What I needed was an agent mode — a way for the transcription to understand context. If Claude Code is running in the terminal, just send my words as-is, because Claude understands English. But if I'm at a raw shell prompt, I might actually need the transcription service to figure out that "list the files in this directory" means ls -la.

So I built two modes:

Raw mode — transcribes exactly what you say, sends it straight to the terminal. Use this when you're talking to Claude Code, Gemini CLI, or any LLM.
Agent mode — sends your speech plus context (current directory, recent terminal output) to an LLM, which decides whether to pass it through as English or translate it into an actual shell command.

Agent mode is for people like me. People who know what they want to do but don't have the command memorized. I can say "find all the TypeScript files that import React" and agent mode turns that into the right grep or find command. I don't have to know the flags. I don't have to look it up.

Most voice coding tools assume you know the commands and just want to say them faster. AudioBash assumes you might not know the commands at all, and that's fine. You're still a developer if your primary language is English and your compiler is an LLM.

Who this is for

If you're a senior backend engineer who thinks in bash and types 120 WPM, you probably don't need this. You're already fast.

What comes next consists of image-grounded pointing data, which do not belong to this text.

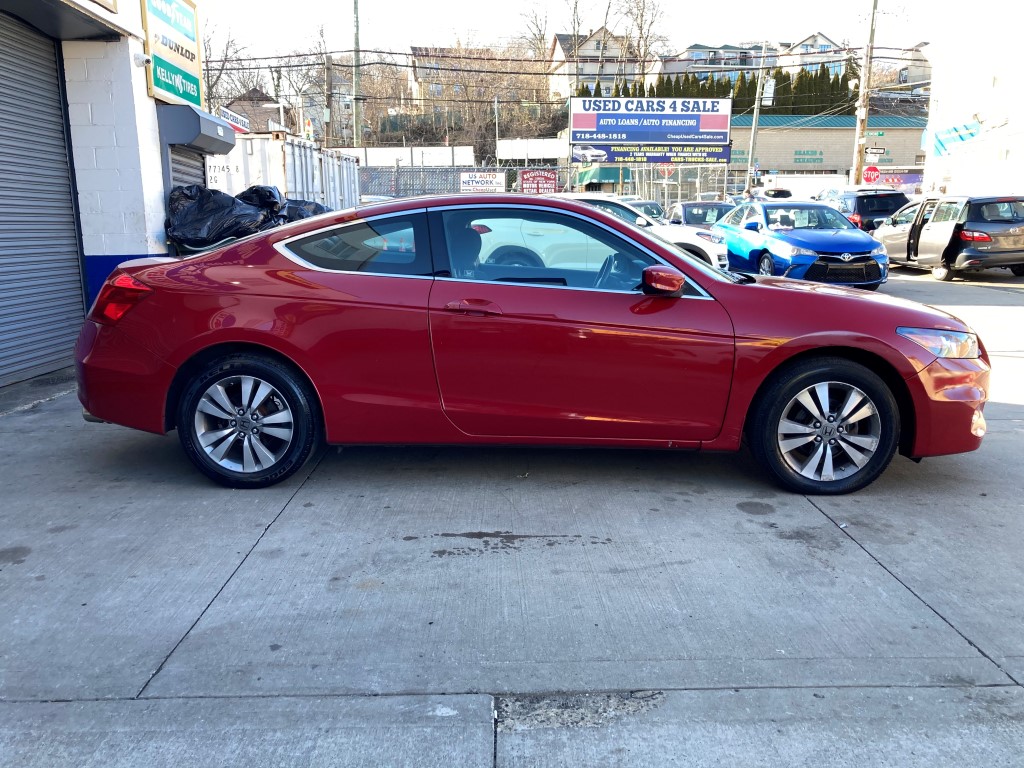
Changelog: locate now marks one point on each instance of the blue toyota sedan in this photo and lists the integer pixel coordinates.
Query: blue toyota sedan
(806, 241)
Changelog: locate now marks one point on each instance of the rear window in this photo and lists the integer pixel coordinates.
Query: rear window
(882, 205)
(999, 210)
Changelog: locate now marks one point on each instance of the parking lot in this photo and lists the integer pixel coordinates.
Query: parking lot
(512, 606)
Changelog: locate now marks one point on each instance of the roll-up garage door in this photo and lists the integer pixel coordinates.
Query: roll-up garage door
(41, 300)
(187, 167)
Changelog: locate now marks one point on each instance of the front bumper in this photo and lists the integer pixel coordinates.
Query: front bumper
(949, 399)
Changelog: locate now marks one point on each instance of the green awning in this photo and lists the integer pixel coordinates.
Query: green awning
(602, 175)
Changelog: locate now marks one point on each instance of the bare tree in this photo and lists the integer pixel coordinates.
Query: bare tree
(215, 65)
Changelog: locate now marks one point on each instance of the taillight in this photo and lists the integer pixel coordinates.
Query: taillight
(118, 296)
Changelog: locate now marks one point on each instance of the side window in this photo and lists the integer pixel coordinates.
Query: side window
(947, 211)
(734, 217)
(390, 245)
(519, 246)
(907, 216)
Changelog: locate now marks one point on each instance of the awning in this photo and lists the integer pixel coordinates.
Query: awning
(188, 126)
(602, 175)
(60, 19)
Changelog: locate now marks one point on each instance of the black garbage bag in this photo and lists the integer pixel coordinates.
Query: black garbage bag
(199, 217)
(263, 197)
(301, 209)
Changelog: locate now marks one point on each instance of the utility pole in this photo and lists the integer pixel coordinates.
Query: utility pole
(757, 114)
(356, 116)
(862, 102)
(328, 99)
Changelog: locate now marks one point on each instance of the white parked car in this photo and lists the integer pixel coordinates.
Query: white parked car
(700, 243)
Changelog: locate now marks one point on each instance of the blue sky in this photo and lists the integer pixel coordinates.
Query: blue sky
(271, 27)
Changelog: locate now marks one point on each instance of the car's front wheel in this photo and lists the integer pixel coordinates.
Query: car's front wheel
(248, 421)
(825, 426)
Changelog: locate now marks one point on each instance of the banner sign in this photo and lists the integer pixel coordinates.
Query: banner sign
(488, 181)
(649, 121)
(172, 42)
(538, 181)
(678, 154)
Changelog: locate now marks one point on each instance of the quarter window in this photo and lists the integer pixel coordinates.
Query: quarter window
(392, 245)
(518, 246)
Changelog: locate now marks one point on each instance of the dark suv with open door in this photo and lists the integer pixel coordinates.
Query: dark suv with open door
(956, 235)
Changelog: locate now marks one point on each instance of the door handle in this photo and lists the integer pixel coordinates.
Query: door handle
(473, 306)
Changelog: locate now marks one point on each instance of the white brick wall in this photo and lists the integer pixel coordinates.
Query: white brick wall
(115, 148)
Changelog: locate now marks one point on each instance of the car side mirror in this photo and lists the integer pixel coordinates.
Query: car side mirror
(658, 280)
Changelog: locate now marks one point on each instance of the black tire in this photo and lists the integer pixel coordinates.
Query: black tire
(222, 420)
(792, 436)
(942, 272)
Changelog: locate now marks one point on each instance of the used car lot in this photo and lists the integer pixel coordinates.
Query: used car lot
(374, 608)
(392, 328)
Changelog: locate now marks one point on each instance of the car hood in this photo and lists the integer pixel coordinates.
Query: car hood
(908, 312)
(834, 241)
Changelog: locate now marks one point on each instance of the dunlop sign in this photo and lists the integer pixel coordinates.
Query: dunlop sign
(172, 42)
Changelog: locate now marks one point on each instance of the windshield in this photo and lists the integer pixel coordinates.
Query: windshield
(806, 217)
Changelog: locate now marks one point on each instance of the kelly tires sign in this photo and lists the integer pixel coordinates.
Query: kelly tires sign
(172, 42)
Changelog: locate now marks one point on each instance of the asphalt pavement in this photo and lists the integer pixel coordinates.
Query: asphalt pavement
(512, 606)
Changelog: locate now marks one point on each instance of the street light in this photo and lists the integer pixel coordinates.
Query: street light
(281, 108)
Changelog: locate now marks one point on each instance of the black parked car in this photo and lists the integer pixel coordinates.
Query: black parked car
(865, 207)
(956, 235)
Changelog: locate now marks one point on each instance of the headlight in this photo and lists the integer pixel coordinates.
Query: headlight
(942, 343)
(710, 237)
(786, 251)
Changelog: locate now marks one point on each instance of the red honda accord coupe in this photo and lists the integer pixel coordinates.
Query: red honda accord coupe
(514, 320)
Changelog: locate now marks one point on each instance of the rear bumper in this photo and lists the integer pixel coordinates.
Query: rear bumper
(974, 259)
(949, 399)
(120, 381)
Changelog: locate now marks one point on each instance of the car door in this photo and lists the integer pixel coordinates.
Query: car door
(895, 232)
(573, 353)
(939, 230)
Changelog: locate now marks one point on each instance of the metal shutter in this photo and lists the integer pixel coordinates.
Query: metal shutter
(187, 167)
(41, 299)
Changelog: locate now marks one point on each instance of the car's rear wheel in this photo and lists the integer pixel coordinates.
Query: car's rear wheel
(248, 421)
(942, 272)
(824, 426)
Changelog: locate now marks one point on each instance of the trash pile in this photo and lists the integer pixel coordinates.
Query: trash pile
(199, 218)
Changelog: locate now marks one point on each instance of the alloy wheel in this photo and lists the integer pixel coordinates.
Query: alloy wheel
(828, 431)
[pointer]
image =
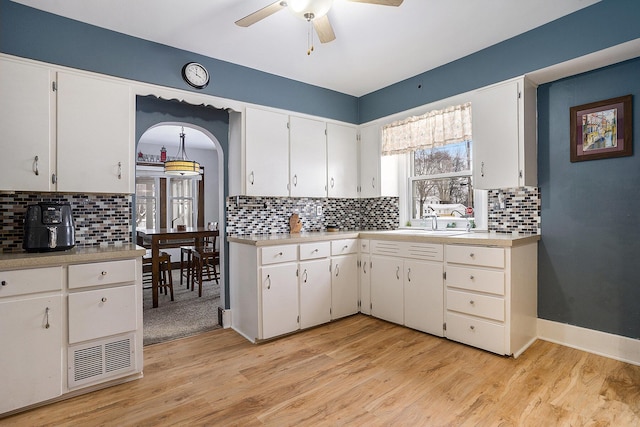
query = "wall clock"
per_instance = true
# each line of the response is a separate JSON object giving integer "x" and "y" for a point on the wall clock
{"x": 195, "y": 75}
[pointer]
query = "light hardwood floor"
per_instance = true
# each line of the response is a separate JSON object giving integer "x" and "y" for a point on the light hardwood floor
{"x": 356, "y": 371}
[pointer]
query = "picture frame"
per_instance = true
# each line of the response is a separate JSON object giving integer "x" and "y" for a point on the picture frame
{"x": 602, "y": 129}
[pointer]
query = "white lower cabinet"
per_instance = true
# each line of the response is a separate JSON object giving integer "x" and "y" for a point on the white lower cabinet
{"x": 491, "y": 297}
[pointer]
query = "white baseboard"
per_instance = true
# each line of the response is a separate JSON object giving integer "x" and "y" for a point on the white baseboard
{"x": 601, "y": 343}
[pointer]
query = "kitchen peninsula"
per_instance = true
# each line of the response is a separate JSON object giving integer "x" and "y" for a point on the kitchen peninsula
{"x": 476, "y": 288}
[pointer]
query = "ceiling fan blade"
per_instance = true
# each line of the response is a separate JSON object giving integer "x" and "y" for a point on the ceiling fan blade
{"x": 261, "y": 14}
{"x": 381, "y": 2}
{"x": 324, "y": 29}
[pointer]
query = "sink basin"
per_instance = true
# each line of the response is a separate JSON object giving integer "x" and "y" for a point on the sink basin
{"x": 419, "y": 232}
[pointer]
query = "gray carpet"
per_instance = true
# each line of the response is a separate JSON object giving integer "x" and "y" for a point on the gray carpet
{"x": 186, "y": 315}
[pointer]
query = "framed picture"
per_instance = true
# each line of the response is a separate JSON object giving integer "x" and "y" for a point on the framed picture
{"x": 602, "y": 129}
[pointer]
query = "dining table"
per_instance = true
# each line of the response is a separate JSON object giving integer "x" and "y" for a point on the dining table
{"x": 161, "y": 238}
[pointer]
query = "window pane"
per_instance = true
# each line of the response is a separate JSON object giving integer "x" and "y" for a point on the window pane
{"x": 455, "y": 190}
{"x": 447, "y": 159}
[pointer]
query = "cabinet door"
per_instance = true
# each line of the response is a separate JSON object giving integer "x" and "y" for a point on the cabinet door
{"x": 308, "y": 161}
{"x": 266, "y": 153}
{"x": 31, "y": 351}
{"x": 95, "y": 135}
{"x": 279, "y": 299}
{"x": 315, "y": 292}
{"x": 424, "y": 296}
{"x": 365, "y": 284}
{"x": 342, "y": 161}
{"x": 495, "y": 137}
{"x": 370, "y": 161}
{"x": 26, "y": 114}
{"x": 344, "y": 286}
{"x": 387, "y": 289}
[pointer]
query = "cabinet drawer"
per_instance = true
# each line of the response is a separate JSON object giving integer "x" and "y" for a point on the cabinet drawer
{"x": 102, "y": 273}
{"x": 315, "y": 250}
{"x": 103, "y": 312}
{"x": 476, "y": 332}
{"x": 22, "y": 282}
{"x": 476, "y": 255}
{"x": 475, "y": 279}
{"x": 476, "y": 305}
{"x": 343, "y": 247}
{"x": 276, "y": 254}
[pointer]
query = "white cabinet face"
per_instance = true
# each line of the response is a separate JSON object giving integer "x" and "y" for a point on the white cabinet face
{"x": 496, "y": 137}
{"x": 315, "y": 292}
{"x": 344, "y": 286}
{"x": 266, "y": 153}
{"x": 342, "y": 161}
{"x": 26, "y": 120}
{"x": 370, "y": 161}
{"x": 279, "y": 297}
{"x": 95, "y": 148}
{"x": 31, "y": 351}
{"x": 308, "y": 157}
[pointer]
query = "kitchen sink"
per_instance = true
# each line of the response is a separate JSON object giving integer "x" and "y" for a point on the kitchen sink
{"x": 421, "y": 232}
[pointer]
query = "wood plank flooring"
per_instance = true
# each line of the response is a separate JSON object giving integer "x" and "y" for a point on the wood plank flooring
{"x": 356, "y": 371}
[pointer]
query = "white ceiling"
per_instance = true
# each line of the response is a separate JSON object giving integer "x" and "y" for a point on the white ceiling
{"x": 375, "y": 45}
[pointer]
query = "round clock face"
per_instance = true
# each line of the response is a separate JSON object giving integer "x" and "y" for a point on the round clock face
{"x": 195, "y": 74}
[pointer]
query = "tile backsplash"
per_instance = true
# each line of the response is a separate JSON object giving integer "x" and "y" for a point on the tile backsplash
{"x": 99, "y": 218}
{"x": 264, "y": 215}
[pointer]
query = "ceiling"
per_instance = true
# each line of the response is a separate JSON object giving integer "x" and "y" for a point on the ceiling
{"x": 375, "y": 45}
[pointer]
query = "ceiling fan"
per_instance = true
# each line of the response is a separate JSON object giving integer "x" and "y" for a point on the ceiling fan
{"x": 313, "y": 11}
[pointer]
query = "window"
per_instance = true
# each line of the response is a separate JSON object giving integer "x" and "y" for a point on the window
{"x": 441, "y": 176}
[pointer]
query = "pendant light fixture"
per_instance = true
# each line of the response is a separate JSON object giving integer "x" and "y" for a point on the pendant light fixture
{"x": 181, "y": 165}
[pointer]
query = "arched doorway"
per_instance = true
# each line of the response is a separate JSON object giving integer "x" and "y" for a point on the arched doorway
{"x": 203, "y": 197}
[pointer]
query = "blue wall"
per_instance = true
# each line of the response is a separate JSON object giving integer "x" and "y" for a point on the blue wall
{"x": 590, "y": 212}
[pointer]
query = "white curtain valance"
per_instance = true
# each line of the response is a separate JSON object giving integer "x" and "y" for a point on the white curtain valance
{"x": 433, "y": 129}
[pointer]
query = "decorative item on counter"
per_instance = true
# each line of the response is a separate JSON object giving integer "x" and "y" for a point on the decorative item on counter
{"x": 295, "y": 225}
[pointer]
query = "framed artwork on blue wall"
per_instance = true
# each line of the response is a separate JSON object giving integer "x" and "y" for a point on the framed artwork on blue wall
{"x": 602, "y": 129}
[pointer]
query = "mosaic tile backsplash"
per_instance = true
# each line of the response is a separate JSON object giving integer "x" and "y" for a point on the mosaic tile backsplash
{"x": 266, "y": 215}
{"x": 99, "y": 218}
{"x": 521, "y": 210}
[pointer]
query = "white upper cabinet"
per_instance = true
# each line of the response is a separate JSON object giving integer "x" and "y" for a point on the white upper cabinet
{"x": 308, "y": 157}
{"x": 65, "y": 131}
{"x": 370, "y": 161}
{"x": 95, "y": 135}
{"x": 504, "y": 135}
{"x": 342, "y": 161}
{"x": 266, "y": 153}
{"x": 26, "y": 127}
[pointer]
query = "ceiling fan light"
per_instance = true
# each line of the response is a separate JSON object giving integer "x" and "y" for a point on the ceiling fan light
{"x": 318, "y": 8}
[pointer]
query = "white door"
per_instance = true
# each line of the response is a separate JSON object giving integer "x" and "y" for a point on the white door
{"x": 424, "y": 296}
{"x": 95, "y": 144}
{"x": 370, "y": 161}
{"x": 342, "y": 161}
{"x": 308, "y": 161}
{"x": 26, "y": 128}
{"x": 315, "y": 292}
{"x": 266, "y": 153}
{"x": 387, "y": 290}
{"x": 31, "y": 351}
{"x": 279, "y": 295}
{"x": 495, "y": 137}
{"x": 344, "y": 286}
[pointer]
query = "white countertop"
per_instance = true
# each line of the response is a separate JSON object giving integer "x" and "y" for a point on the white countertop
{"x": 472, "y": 238}
{"x": 11, "y": 261}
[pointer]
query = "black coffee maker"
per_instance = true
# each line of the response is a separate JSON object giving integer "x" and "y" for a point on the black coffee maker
{"x": 48, "y": 227}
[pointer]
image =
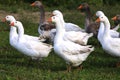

AudioBash is for a different kind of developer. The kind that's growing fast right now:

People who build with AI assistants (Claude Code, Gemini CLI, Copilot) and spend most of their time writing natural language prompts
People who came to coding through a non-traditional path and don't have years of shell muscle memory
People who think faster than they type
People who want to keep their hands on the keyboard but use their voice for the long instructions

There's a name for this style of development now: vibe coding. Andrej Karpathy coined it. The idea is that you describe what you want in natural language and let AI handle the implementation. Whether or not you like the term, the practice is real and growing. A huge number of people are building software by talking to LLMs, and most of them are doing it by typing into a chat window or a terminal.

Talking is faster.

What happened next

Within the first week, AudioBash went from a single terminal with a mic button to something I was using all day:

Split view so I could have Claude Code in one pane and a running dev server in another
Custom vocabulary mapping (so "next js" transcribes as "Next.js" instead of "next JS")
CLI notification chimes that play a sound when a tool needs my input, so I can look away from the screen
A preview pane for seeing localhost output without switching to a browser

Every feature came from the same place: something annoyed me during my own workflow, so I fixed it. I'd describe the problem to Claude Code, talk through the solution, and ship a new version. Sometimes two or three versions in a day.

Five days in, I'd shipped seven releases.

The part where I admit I don't know what I'm doing

I want to be honest about something. I'm building this app with Claude Code. The AI writes most of the code. I describe what I want, review what it produces, test it, and ship it. I understand the architecture at a high level. I can read the code and follow what it's doing. But I'm not sitting here writing React components from scratch.

Some people would say that means I'm not a "real" developer. I don't care about that argument. The app works. It solves a problem I have. Other people might find it useful too. The code is open source — anyone can look at it, improve it, or tell me I'm doing it wrong.

What I do bring is a clear sense of what the tool should do, because I'm the target user. I'm not building for an imagined persona. I'm building for me, right now, every day.

What's next

I'm working on macOS support (I switch between a Windows desktop and a MacBook). After that, I want to get the pane system right — tmux-style splits where each terminal can have its own voice routing.

The code is at github.com/jamditis/audiobash. If you use Claude Code or Gemini CLI and you're tired of typing long prompts, give it a shot. Press Alt+S, talk, and see what happens.

The best dev tool is the one that matches how you already work. If you think in English and talk to LLMs all day, your input method should support that.